Frequentei o castelo por diversos meses e nunca o conheci inteiramente. A majestosidade de Kildare fica para trás, em uma calmaria que encobre todo o caos lá dentro. De fora é encantador. Havia me esquecido da sua beleza, com as casas organizadas, em perfeita harmonia com a natureza colorida, o tom primaveril todos os dias, mesmo no início do inverno, e o Crann Bethadh no centro de todo esse espetáculo de luxo e limpeza. Este é o maior e melhor condado de Danann, com pequenas extensões que recebem outros nomes, e raros são os humanos que terão a oportunidade de sequer olhar para o castelo real de longe, quanto mais entrar nele.

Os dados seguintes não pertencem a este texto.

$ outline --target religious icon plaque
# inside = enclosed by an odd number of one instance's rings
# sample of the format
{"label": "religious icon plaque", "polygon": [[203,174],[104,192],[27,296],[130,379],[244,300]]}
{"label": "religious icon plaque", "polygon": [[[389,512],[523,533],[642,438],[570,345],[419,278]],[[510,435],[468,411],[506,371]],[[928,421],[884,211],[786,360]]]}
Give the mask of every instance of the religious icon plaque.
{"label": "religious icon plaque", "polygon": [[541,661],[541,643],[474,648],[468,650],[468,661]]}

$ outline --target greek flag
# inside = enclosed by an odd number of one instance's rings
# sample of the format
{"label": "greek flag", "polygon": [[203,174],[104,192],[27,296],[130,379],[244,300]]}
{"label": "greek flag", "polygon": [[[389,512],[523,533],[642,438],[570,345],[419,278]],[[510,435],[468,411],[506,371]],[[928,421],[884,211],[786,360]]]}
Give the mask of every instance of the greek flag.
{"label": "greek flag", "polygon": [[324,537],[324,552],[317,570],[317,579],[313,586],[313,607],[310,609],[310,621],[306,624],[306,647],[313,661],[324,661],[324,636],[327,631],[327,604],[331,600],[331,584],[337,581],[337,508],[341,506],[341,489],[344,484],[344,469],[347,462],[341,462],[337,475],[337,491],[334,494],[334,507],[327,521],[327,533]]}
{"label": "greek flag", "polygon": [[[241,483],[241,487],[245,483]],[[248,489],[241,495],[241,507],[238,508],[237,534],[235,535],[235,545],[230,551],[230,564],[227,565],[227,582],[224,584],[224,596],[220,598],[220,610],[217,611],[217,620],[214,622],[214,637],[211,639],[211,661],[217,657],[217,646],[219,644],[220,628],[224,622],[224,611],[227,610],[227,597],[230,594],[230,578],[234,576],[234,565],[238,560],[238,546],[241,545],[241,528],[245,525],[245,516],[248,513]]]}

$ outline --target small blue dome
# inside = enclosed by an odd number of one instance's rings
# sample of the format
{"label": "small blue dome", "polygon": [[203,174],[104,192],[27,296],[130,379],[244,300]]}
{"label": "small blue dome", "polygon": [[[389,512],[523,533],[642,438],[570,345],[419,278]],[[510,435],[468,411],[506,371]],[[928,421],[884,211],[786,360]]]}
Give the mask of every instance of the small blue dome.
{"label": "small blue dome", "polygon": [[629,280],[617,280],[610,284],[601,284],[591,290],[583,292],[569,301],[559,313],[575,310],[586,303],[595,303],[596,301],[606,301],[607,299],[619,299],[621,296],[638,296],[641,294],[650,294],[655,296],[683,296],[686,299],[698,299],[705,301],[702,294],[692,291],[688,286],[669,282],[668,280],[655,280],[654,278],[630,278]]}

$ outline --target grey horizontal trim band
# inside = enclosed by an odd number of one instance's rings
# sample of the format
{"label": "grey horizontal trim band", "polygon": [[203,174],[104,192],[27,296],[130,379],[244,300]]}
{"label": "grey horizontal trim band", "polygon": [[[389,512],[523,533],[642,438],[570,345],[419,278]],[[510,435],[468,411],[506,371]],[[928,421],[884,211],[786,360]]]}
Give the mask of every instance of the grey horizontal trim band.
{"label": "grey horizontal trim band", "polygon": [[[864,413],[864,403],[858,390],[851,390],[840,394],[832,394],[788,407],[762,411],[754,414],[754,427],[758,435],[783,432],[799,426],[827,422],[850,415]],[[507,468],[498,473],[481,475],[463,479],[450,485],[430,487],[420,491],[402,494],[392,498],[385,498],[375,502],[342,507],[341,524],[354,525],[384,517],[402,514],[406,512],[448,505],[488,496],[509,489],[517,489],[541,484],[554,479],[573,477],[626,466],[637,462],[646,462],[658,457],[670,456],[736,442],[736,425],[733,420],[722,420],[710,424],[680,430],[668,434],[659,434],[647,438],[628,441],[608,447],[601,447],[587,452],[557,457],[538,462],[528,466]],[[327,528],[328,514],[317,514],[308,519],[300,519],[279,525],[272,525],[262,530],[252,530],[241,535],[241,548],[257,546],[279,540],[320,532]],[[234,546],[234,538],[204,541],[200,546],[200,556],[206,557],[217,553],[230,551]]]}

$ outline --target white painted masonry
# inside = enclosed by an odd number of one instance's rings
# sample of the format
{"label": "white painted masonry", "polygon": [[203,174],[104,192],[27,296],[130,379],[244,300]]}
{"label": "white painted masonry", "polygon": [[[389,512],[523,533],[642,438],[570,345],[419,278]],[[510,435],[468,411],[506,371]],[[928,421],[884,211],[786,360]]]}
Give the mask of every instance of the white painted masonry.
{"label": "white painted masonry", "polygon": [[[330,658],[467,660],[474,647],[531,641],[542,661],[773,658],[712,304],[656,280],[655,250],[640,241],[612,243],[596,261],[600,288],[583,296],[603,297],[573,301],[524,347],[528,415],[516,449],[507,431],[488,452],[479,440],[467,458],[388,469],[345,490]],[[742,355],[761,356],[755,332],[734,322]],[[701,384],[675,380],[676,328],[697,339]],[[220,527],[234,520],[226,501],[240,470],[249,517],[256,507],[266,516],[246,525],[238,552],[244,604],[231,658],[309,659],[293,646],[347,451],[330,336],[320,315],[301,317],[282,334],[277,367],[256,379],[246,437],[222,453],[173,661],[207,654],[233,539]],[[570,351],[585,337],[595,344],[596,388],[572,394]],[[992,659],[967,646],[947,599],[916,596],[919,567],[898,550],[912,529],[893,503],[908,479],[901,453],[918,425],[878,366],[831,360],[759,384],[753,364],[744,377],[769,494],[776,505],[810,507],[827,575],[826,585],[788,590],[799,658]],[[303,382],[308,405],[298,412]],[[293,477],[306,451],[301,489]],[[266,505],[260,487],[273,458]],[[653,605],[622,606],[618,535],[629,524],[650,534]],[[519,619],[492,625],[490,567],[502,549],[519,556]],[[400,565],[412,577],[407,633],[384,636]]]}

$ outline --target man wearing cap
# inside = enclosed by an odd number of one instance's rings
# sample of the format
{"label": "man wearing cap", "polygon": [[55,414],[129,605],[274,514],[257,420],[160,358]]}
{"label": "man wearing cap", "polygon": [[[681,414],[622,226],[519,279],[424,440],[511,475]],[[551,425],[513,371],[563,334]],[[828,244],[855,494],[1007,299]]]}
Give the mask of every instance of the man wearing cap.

Eu demoro para digerir que já conversei com o novo dono de tudo isso. Não só dialoguei como fui beijada por ele. É grande demais para minha compreensão, e talvez não só humanos se assustem com a imensidão do poder de um rei. Nem mesmo os druidas podem entender, se estão sempre dentro desta bolha reservadas a eles, e quase nenhum olha sua totalidade da forma como estou fazendo.

O rapaz ingênuo e cansado de formalidades que eu conheci num porão agora é rei de Danann. O mesmo que eu acertei sete disparos e rezei para nunca ter a infelicidade de rever. Se antes nossa proximidade era um perigo iminente a mim, atualmente tenho minhas dúvidas se ele não irá voltar atrás com sua promessa e mandar que me tragam de volta, ou apenas me matem onde eu estiver. Não faltam motivos a Dother para cobiçar minha morte. A coroa está na sua cabeça por minha culpa.

Danu tem seus favoritos, e definitivamente não faço parte deles.

— Quem está aí? — Eu bato no vidro frontal da carruagem, tapado para que eu não veja o condutor da carruagem.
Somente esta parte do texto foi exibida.